What the Evidence Actually Shows
The BBC cites studies showing that output barely increases beyond 50 hours per week. The health evidence is devastating. The UK four-day-week trial found no loss of productivity. More striking still is the most rigorous real-world study of AI and productivity to date. Humlum and Vestergaard’s 2025 analysis of 25,000 Danish workers found no significant effects on earnings or working hours. Average time savings were just 2.8 percent.
This gap between laboratory demonstrations and real-world outcomes mirrors the productivity paradox observed by Robert Solow in 1987. You can see the computer age everywhere except in the productivity statistics.
The BBC’s appeal to “studies show” reinforces the deeper problem. These studies measure what can be measured and correlate proxies with proxies. They do not ask whether the thing being measured corresponds to the phenomenon being explained.
What Would Actually Help
For organisations using AI, 72-hour weeks are not just unhealthy. They are counterproductive in the strict sense.
LLMs can help sustain exploration, allow rapid iteration without commitment, and enable people to hold questions open longer. None of this survives exhaustion. None of it survives surveillance metrics. None of it survives cultures that treat hours logged as a proxy for commitment.
The organisations that benefit most from AI will not be those that work the longest. They will be those that protect slack, trust judgment, and allow problems to be followed wherever they lead.
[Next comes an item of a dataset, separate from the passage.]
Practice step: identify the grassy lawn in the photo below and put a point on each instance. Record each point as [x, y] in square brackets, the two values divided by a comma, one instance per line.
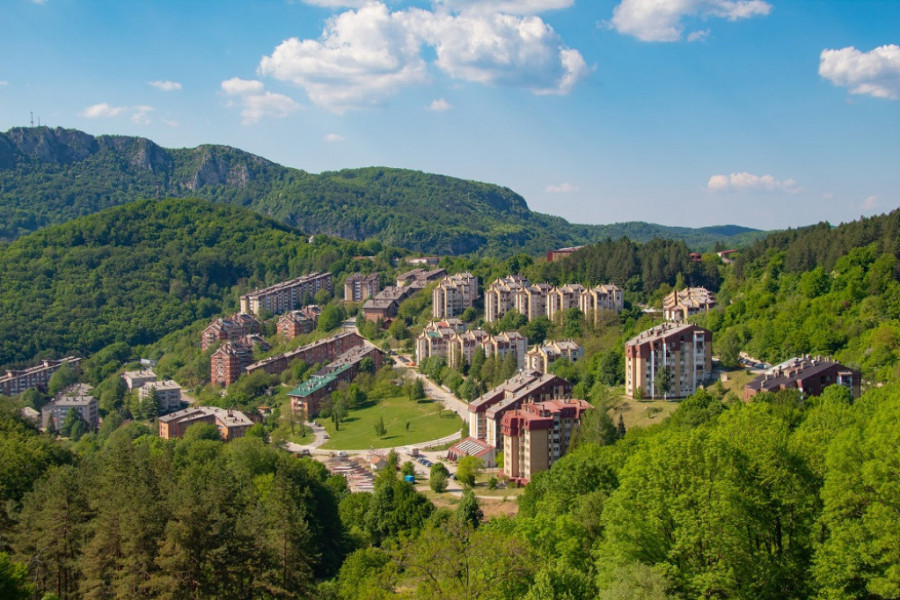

Innovation cannot be mandated. It cannot be reliably measured. And it certainly cannot be produced by treating an open-ended technology as if it were a faster assembly line.
The ease with which we slide between hours, output, productivity, and innovation is itself diagnostic. If these distinctions were genuinely installed in how we think about work, the BBC article would read as irresponsible rather than unremarkable. That it does not tells us something important. Our dominant myths about work refuse to die, even as the tools we use demand that we rethink them.